Applicant's summary and conclusion

Conclusions:
Interpretation of results (migrated information): bioaccumulation potential cannot be judged based on study results
Based on the results of the absorption, distribution, metabolism and excretion of components of the UVCB substance it is expected that the aromatic hydrocarbons and low olefin hydrocarbons will be well distributed in the body, but aromatic hydrocarbons do not tend to concentrate and might be expected to be readily metabolised and excreted through the urine; however, low olefin hydrocarbons might be expected to remain longer in the body due to their lipophilic nature, whilst being metabolised and excreted predominately through the urine. According to the information available, the substance might be expected to be well absorbed after oral, dermal, or inhalation exposure.
Executive summary:

The toxicokinetic behaviour of the substance was estimated based on the results of physicochemical and toxicological assessments and testing on the substance. Thermal cracking oil from blends of rubber, fuel oils and paraffin waxes, steam-stripped is a UVCB and, for the purpose of this toxicokinetics assessment, it has been treated as a complex mixture. The components of the oil have been considered and representatives from each of the different chemical groups that are deemed to have the greatest toxicological significance have been selected for investigation in the assessment process. Component Groups investigated:

- Aliphatic hydrocarbons in the range C8 to C30 (5%): this group will not be considered in the assessment due to their low concentration and limited hazardous properties.

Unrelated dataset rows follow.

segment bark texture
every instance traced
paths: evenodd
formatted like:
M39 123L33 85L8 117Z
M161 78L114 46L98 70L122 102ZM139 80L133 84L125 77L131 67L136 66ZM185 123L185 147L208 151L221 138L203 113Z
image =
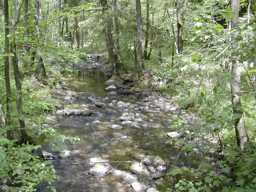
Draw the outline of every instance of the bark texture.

- Aromatic hydrocarbons in the range C5 to C8 (5%)

- Aromatic hydrocarbons in the range C9 to C16 (64%)

- Low olefinic hydrocarbons (15%)

The absence of specific toxicokinetic data from animal testing means that it is not possible to make firm conclusions concerning the absorption, distribution, metabolism or excretion. However, an assessment of the toxicokinetic behaviour of selected components has been performed in conjunction with an assessment of available toxicological data on Thermal cracking oil from blends of rubber, fuel oils and paraffin waxes, steam-stripped and its parent oil, Gas oil (polymer-derived), thermal cracked, full range.

According to the information available, the substance might be expected to be well absorbed after oral, dermal, or inhalation exposure. The results of the acute oral toxicity study on Thermal cracking oil from blends of rubber, fuel oils and paraffin waxes, steam-stripped, showing no effect in rats after an ingestion of 2000 mg/kg could indicate either that the substance was not absorbed, or that the substance was absorbed but did not prove to be harmful to rats, which is consistent with the information from the Lower Olefins and Aromatics REACH Consortium (5) and The American Petroleum Institute (API) Petroleum HPV Testing Group (6). However, it should be noted that dermal absorption might be expected to be better than oral absorption.

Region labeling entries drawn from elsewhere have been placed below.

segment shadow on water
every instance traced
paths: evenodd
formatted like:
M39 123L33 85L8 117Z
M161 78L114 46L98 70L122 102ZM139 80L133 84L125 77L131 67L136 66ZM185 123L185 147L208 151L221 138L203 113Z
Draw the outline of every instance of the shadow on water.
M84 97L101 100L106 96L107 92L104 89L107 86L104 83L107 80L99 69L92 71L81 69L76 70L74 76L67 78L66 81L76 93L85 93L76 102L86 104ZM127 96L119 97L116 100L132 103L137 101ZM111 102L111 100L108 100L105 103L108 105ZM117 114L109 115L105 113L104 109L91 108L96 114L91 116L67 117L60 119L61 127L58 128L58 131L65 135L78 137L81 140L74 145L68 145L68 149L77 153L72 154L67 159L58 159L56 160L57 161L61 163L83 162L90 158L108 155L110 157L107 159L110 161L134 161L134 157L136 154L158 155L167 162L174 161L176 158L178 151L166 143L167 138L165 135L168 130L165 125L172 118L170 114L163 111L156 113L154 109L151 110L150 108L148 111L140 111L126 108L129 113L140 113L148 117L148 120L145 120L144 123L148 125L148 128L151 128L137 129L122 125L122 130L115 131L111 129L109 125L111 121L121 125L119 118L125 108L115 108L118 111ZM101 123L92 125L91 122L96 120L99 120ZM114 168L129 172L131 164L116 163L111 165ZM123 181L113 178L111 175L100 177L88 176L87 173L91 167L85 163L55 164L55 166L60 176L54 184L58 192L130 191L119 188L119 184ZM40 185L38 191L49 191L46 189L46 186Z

Aromatic hydrocarbons and low olefin hydrocarbons might be expected to be well distributed in the body, but aromatic hydrocarbons do not tend to concentrate and might be expected to be readily metabolised and excreted through the urine; however, low olefin hydrocarbons might be expected to remain longer in the body due to their lipophilic nature, whilst being metabolised and excreted predominately through the urine. Results of the acute toxicity: oral study, showing no weight gain or loss could either mean that Thermal cracking oil from blends of rubber, fuel oils and paraffin waxes, steam-stripped was not absorbed, or that only a small fraction accumulated in the rats while the other fraction was rapidly excreted, which is consistent with this assessment

It is not considered appropriate to perform further animal studies on this substance.